La preziosa stoffa del narratore, di quel grande affabulatore che è Vincenzo Cerami, si ritrova nei mille rivoli e nella folla di sentimenti che percorrono queste poesie, Alla luce del sole. Cerami è volta a volta cupo, solare, aggressivo, gioioso, risentito, tenero... Vive con passione nel presente, ma porta in sé il senso debordante di un passato carico di eventi e storie, di circostanze ritagliate da una memoria personale sempre attiva. Eppure, ci dice, in versi di singolare energia concreta: «la memoria è una casa inabitabile / con tartarughe morte, orologi rugginosi, / tovaglie di perline stinte, trottole / di legno marcito, sedie rovesciate, / stemmi caduti dal chiodo, e una panca / rimasta intatta, di legno greggio». Un campionario di residui, di oggetti ai quali il poeta peraltro non vuole affatto solo abbandonarsi, lontanissimo com'è da ogni possibile cedimento crepuscolare. E infatti afferma: «Ogni mattina di me amo i più remoti futuri / e a sera rimpiango i futuri remoti». Insomma, questi nuovi versi di Cerami sono attraversati da una vitalità quanto mai intensa, anche se il suo è sempre un atto d'amore, nei confronti della vita, perfettamente consapevole della sua provvisorietà, del suo rapido andarsene: «ho bisogno d'olezzo di morte / per parlare della vita». La quale, del resto, è da lui intesa come «tabula lusoria», e dunque come un formidabile quanto sempre rischioso puzzle, come un gioco senza soste fino al definitivo alt.
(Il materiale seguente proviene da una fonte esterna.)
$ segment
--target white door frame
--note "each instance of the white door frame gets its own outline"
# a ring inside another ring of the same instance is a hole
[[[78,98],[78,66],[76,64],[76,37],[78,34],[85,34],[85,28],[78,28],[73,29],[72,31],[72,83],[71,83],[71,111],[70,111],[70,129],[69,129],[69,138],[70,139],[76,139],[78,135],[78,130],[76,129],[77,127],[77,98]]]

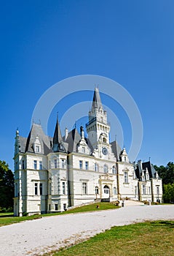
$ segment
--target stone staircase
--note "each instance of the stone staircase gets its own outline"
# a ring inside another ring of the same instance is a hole
[[[122,201],[120,200],[120,203],[122,203]],[[125,200],[124,201],[124,206],[144,206],[144,203],[143,202],[140,201],[135,201],[133,200]]]

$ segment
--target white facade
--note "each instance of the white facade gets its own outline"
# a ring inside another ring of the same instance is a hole
[[[110,126],[95,89],[80,133],[57,121],[52,138],[33,124],[27,138],[17,130],[15,149],[15,215],[63,211],[96,200],[162,200],[162,180],[150,162],[133,165],[125,148],[109,141]]]

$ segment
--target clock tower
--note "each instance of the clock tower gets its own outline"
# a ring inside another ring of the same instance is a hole
[[[107,113],[103,110],[98,88],[95,89],[89,122],[86,124],[88,138],[95,149],[101,147],[103,156],[108,154],[109,146],[110,126],[107,121]]]

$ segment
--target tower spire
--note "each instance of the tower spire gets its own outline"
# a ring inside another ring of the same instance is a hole
[[[61,131],[60,131],[60,128],[58,122],[58,116],[57,116],[57,122],[56,122],[56,126],[55,126],[55,133],[53,137],[53,151],[55,152],[66,151],[63,146]]]
[[[100,99],[100,96],[98,88],[95,87],[95,91],[94,91],[92,105],[92,111],[95,108],[99,108],[100,107],[103,108],[102,103],[101,103],[101,99]]]

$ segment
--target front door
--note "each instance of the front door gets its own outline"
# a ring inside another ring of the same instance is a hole
[[[105,185],[103,187],[103,197],[104,198],[109,197],[109,187],[107,185]]]

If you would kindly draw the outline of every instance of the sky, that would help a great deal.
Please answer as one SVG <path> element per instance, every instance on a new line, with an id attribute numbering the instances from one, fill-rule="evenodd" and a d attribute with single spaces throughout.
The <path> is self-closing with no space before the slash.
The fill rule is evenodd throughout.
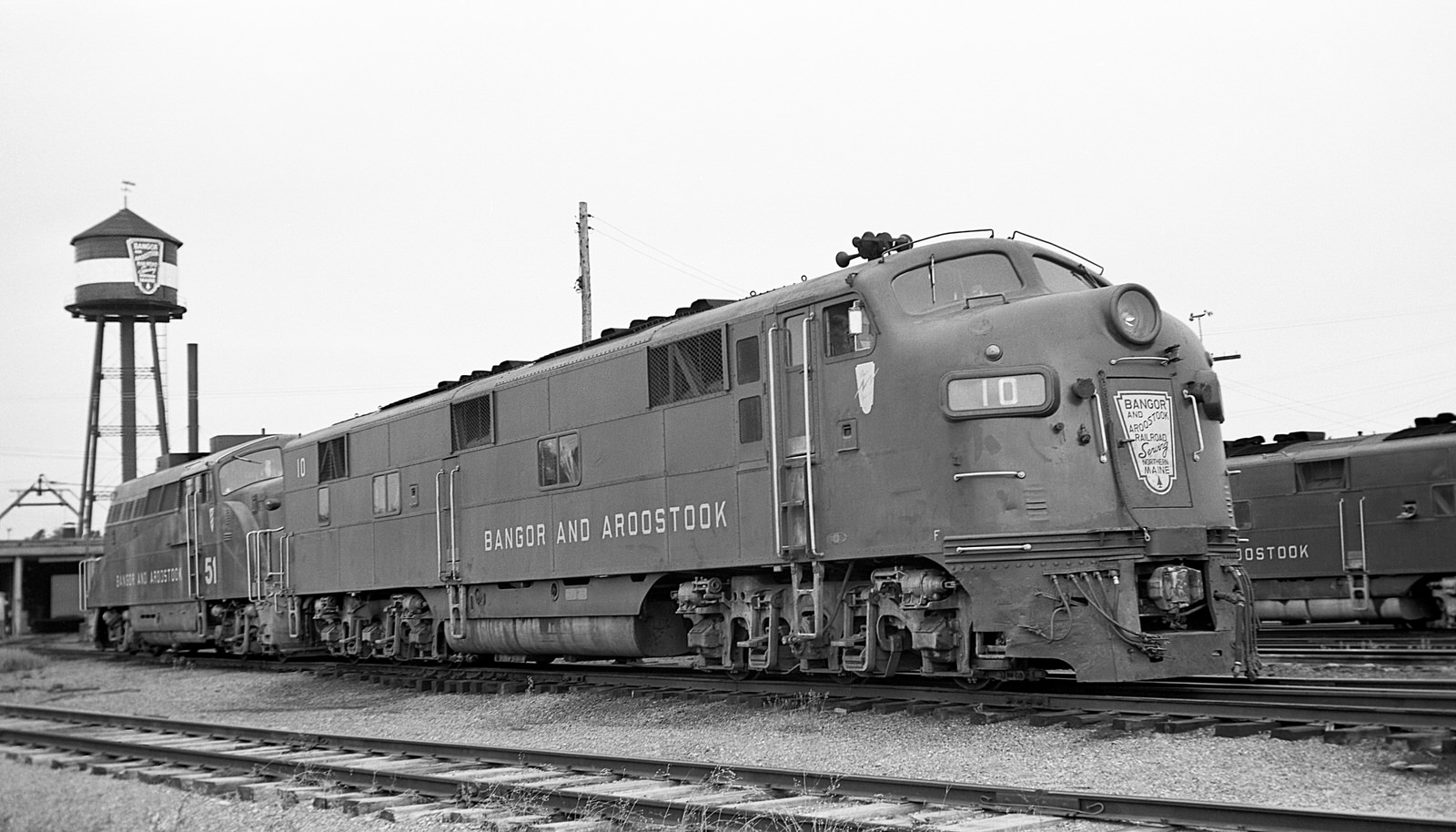
<path id="1" fill-rule="evenodd" d="M 70 239 L 122 181 L 183 243 L 173 450 L 189 342 L 205 444 L 578 341 L 582 201 L 594 331 L 865 230 L 993 227 L 1204 313 L 1241 356 L 1224 439 L 1456 411 L 1452 31 L 1450 1 L 0 0 L 0 503 L 79 491 Z"/>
Un gioco che nel suo testo si svolge in una notevole varietà ambientale, anche se Roma ne è pur sempre lo scenario maggiore. E con una ricca varietà di personaggi, a volte affioranti come interlocutori muti, come ombre o semplici comparse, a volte riemersi dal passato degli affetti, come nella emozionante sezione intitolata Padri. A volte, invece, sono figure proposte nell'affermarsi della loro presenza stagliata, come nel gioco e nell'abilità atletica e nei salti mortali di un personaggio - atleta, acrobata, artista - che replica la grandezza di Faillo di Crotone, il vincitore dei Giochi Pitici. Cerami si muove dunque con estro sempre aperto, generosissimo, servendosi di ritmi e forme metriche diverse, realizzando un libro di non comune potenza comunicativa, concluso con un poemetto di dolente affetto antiretorico sulle meraviglie e lo scempio del nostro paese, della nostra Italia.